ResponderExcluirAs observações de Saramago sobre Cunhal trouxeram à memória aqueles nomes que protagonizaram o fim do salazarismo. Lembranças tênues (era muito novo na época), mas que foram tomando corpo à medida que o tempo passava e as informações iam chegando e sendo assimiladas.
Antonio Spínola, Otelo Saraiva de Carvalho, Álvaro Cunhal, Mário Soares, José Afonso (autor da canção-senha "Grândola Vila Morena") e a inevitável luta para saber quem comandaria o processo.
Marcelo Caetano, que virou professor em universidade carioca, deposto quase sem resistência. Em plena brabeza da ditadura brasileira, os militares viam cair o Estado Novo português talvez principalmente pela divisão nas Forças Armadas (Alto Comando, inclusive). Assustados, tomam de presto uma medida: proíbem a música "Tanto Mar", de Chico Buarque.
O Pasquim tinha um articulista português, Armindo Blanco, crítico de teatro, disciplinado stalinista que dedicava boa parte dos seus escritos ao líder do Partido Comunista Português.
Foram tempos interessantes aqueles.
***
Em "Jangada de Pedra", Saramago atribui maiores identidades com a América Latina para Portugal (e Espanha), o que demanda até o deslocamento físico da Península Ibérica. Só que, politicamente, aqui também é época de economizar ambições, reformar projetos reformistas e, perigo maior, passar da perplexidade à resignação.
Mas, ainda sobre Álvaro Cunhal, concordemos ou não, ele foi um dos indispensáveis de Brecht. Foi daqueles que lutaram a vida toda.
Anrafel,
ResponderExcluirSobre Cunhal, não tenho dúvida que foi um lutador, que acreditava no que lutava assim como o fazia por algo cujo fim último era bom; mas a experiência histórica provou - como já tinha provado naqueles tempos - que era a coisa certa feita do jeito errado. Acabou perdendo a briga da história para um Mário Soares que nunca me desceu pela garganta.

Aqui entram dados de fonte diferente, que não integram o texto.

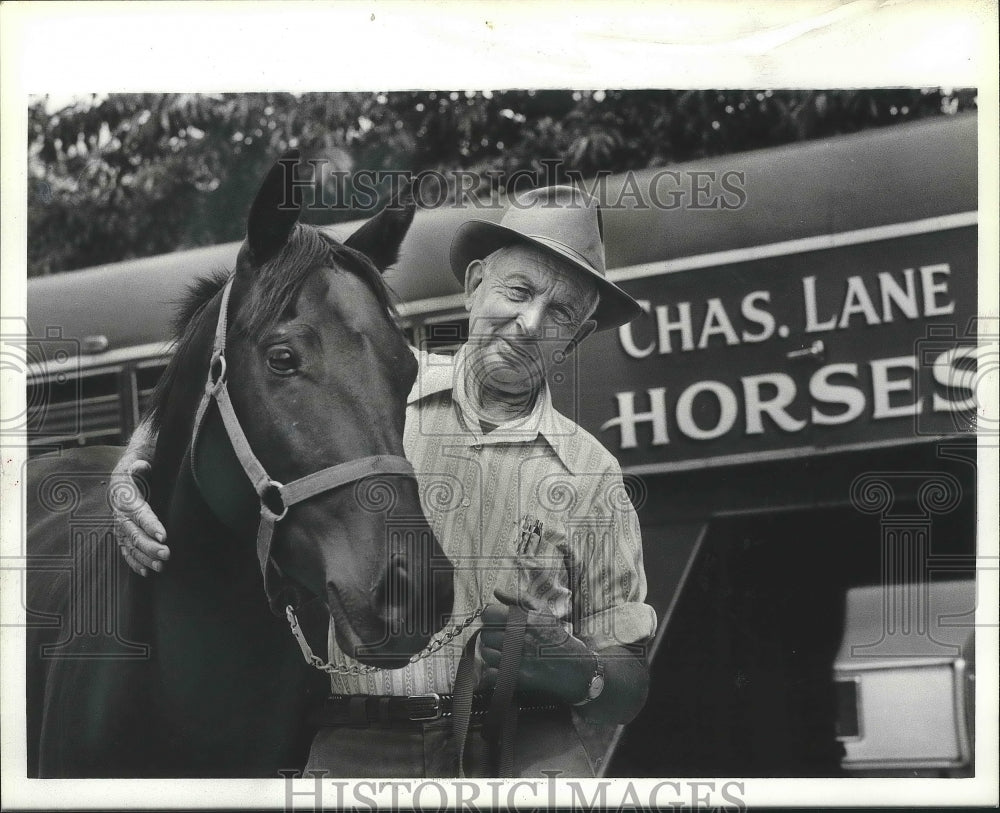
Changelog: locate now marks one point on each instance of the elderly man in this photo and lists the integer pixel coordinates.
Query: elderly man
(530, 508)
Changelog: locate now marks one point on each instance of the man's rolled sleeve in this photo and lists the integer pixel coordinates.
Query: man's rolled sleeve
(610, 594)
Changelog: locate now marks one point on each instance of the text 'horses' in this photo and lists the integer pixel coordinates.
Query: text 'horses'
(194, 672)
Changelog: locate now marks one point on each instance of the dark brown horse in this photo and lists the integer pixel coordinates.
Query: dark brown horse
(194, 672)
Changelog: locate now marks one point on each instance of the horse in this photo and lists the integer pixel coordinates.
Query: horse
(194, 672)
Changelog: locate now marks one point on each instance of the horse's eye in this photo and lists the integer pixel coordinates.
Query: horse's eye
(282, 360)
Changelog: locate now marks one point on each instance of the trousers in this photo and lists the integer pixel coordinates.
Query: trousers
(546, 741)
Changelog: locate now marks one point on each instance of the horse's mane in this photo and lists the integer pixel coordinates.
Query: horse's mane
(277, 284)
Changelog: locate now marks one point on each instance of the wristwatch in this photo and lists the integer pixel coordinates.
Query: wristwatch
(596, 685)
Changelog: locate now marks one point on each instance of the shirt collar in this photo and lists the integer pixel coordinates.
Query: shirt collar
(439, 373)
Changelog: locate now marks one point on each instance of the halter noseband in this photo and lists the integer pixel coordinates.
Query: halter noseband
(267, 488)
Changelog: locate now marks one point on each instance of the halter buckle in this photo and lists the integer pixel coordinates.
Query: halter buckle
(272, 491)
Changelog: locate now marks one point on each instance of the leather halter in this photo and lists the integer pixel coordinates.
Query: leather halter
(267, 488)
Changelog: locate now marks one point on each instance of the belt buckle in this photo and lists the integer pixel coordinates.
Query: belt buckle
(435, 712)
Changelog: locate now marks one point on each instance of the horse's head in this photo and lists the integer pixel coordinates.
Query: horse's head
(318, 374)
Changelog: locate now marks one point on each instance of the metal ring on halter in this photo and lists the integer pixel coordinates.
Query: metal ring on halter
(273, 487)
(221, 377)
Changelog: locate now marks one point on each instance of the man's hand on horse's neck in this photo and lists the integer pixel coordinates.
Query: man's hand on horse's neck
(140, 532)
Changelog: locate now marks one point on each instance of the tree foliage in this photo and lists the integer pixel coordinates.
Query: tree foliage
(131, 175)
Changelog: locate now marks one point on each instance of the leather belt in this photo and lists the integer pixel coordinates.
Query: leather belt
(361, 710)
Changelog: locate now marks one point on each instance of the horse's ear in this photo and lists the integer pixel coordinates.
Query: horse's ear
(274, 212)
(380, 238)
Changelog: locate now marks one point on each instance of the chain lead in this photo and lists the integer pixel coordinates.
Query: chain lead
(358, 670)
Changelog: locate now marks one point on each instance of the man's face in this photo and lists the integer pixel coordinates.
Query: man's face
(525, 306)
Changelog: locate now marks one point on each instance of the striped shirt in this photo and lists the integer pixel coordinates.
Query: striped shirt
(477, 491)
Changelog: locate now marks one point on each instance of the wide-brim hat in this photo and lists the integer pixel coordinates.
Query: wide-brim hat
(561, 220)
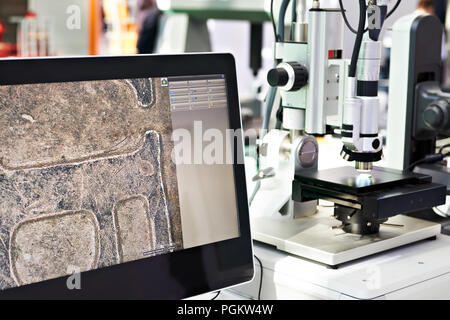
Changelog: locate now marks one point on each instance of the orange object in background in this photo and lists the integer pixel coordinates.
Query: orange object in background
(6, 49)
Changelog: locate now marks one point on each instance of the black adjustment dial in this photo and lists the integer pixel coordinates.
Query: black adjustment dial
(437, 115)
(278, 77)
(290, 76)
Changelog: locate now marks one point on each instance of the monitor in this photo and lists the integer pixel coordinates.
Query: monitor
(121, 177)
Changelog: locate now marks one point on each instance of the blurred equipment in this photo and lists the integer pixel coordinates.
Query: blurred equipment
(11, 12)
(420, 141)
(321, 93)
(35, 37)
(121, 25)
(183, 28)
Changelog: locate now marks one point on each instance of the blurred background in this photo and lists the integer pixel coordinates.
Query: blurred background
(30, 28)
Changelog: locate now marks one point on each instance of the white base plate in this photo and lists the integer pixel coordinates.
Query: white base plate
(313, 237)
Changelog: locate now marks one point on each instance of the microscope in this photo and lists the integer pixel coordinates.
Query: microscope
(321, 93)
(420, 102)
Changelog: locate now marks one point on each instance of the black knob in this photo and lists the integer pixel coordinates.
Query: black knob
(282, 76)
(278, 77)
(436, 115)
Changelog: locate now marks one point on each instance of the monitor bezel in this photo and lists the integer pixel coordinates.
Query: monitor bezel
(176, 275)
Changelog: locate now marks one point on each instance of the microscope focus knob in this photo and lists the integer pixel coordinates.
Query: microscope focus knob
(437, 115)
(289, 76)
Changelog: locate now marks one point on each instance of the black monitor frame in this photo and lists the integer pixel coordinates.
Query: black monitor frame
(176, 275)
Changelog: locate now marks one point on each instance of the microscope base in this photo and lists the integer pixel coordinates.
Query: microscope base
(314, 238)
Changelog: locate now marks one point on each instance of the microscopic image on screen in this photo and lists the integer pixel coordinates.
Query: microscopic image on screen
(86, 177)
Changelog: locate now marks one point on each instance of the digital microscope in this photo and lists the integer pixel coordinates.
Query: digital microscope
(321, 93)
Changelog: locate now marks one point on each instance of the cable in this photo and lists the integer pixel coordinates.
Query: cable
(293, 19)
(390, 13)
(359, 38)
(344, 15)
(255, 191)
(261, 277)
(217, 295)
(273, 20)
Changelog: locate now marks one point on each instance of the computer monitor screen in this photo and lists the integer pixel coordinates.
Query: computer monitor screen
(98, 173)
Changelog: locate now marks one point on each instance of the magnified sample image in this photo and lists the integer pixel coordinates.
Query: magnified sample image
(86, 177)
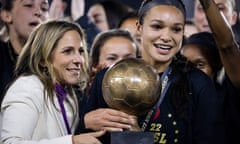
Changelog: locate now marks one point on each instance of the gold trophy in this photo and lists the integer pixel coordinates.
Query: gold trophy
(132, 86)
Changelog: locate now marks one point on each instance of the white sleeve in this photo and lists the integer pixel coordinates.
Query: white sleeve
(20, 112)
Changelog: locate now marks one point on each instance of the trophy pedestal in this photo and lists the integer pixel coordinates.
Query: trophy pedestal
(128, 137)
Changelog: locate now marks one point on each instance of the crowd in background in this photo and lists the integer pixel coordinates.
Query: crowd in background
(55, 53)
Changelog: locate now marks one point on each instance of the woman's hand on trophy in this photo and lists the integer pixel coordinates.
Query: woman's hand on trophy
(108, 119)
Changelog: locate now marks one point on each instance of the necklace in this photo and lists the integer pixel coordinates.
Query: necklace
(11, 53)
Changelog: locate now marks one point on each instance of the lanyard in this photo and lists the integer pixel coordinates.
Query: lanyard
(165, 85)
(61, 95)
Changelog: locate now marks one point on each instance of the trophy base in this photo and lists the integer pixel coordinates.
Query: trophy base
(128, 137)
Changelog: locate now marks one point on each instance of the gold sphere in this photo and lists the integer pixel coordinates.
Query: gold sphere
(132, 86)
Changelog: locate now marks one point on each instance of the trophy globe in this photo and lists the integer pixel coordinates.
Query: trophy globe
(132, 86)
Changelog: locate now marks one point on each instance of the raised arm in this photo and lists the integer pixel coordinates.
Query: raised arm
(228, 48)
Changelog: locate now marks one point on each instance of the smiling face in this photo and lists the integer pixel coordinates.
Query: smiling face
(115, 49)
(67, 58)
(225, 6)
(25, 16)
(97, 15)
(162, 33)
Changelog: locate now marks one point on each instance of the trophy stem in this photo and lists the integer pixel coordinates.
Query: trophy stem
(135, 127)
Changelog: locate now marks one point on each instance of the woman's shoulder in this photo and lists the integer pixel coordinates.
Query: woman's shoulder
(25, 89)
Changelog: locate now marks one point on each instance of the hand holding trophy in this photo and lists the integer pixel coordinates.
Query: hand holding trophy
(132, 86)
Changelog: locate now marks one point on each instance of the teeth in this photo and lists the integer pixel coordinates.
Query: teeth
(162, 46)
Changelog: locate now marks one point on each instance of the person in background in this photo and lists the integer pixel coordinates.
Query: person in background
(40, 105)
(20, 18)
(201, 50)
(187, 109)
(106, 14)
(129, 22)
(108, 48)
(74, 10)
(227, 81)
(226, 6)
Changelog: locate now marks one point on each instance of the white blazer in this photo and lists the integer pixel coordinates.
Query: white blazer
(26, 117)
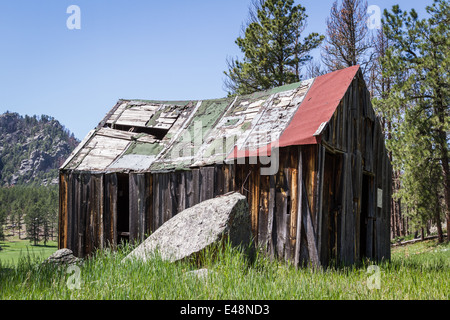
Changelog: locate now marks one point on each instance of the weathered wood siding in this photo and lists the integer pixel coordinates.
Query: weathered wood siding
(354, 134)
(328, 202)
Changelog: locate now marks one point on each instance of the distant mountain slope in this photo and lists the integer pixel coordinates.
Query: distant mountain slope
(32, 149)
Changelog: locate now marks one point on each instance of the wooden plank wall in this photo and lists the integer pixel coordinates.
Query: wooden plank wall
(307, 213)
(354, 133)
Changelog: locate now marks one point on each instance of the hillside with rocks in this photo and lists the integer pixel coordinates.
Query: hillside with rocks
(32, 148)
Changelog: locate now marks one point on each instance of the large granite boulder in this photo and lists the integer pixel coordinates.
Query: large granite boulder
(196, 228)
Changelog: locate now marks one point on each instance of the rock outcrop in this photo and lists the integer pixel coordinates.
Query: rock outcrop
(32, 149)
(196, 228)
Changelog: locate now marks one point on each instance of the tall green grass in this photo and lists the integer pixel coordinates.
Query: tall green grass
(415, 272)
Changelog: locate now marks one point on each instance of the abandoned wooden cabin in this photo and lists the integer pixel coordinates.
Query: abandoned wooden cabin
(310, 158)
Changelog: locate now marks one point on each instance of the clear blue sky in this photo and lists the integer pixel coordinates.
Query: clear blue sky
(143, 49)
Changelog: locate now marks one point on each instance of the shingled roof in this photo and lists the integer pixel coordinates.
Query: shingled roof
(145, 135)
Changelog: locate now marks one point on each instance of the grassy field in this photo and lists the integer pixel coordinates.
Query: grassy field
(418, 271)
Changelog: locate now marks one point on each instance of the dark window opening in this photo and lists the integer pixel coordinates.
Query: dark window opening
(159, 134)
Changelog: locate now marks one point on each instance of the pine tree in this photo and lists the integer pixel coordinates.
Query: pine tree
(272, 46)
(418, 100)
(348, 40)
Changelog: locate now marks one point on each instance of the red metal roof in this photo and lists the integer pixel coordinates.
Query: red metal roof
(318, 106)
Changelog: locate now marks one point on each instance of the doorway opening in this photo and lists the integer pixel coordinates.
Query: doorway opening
(364, 217)
(123, 208)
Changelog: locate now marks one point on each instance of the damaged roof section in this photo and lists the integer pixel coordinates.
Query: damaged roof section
(148, 135)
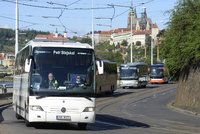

Já sobre a Revolução dos Cravos, sem dúvida, foi algo praticamente digno do Realismo Fantástico Latino-Americano; de repente, o mais ocidental dos países europeus, que se via às voltas com um regime fascista e colonialista em plenos anos 70, viu o despertar do seu povo e da Democracia de forma, ainda por cima pacífica.
Um bom vento que soprou no mundo depois do inferno em Santiago do Chile, onde, sete meses antes, assistimos ao golpe que levou o generalíssimo Augusto Pinochet ao trono de tirano pondo abaixo as instituições mais sólidas do continente latino-americano.
Ainda assim, eram tempos em que as coisas aconteciam e a vida - e não esse simulacro de vida em que vivemos - transcorria. Eu não os vivi, mas sinto saudades deles. O nosso tempo é, no fim das contas, o atoleiro da História, onde, paralisados, assistimos a marcha incessante para a distopia. Haveria como pára-la?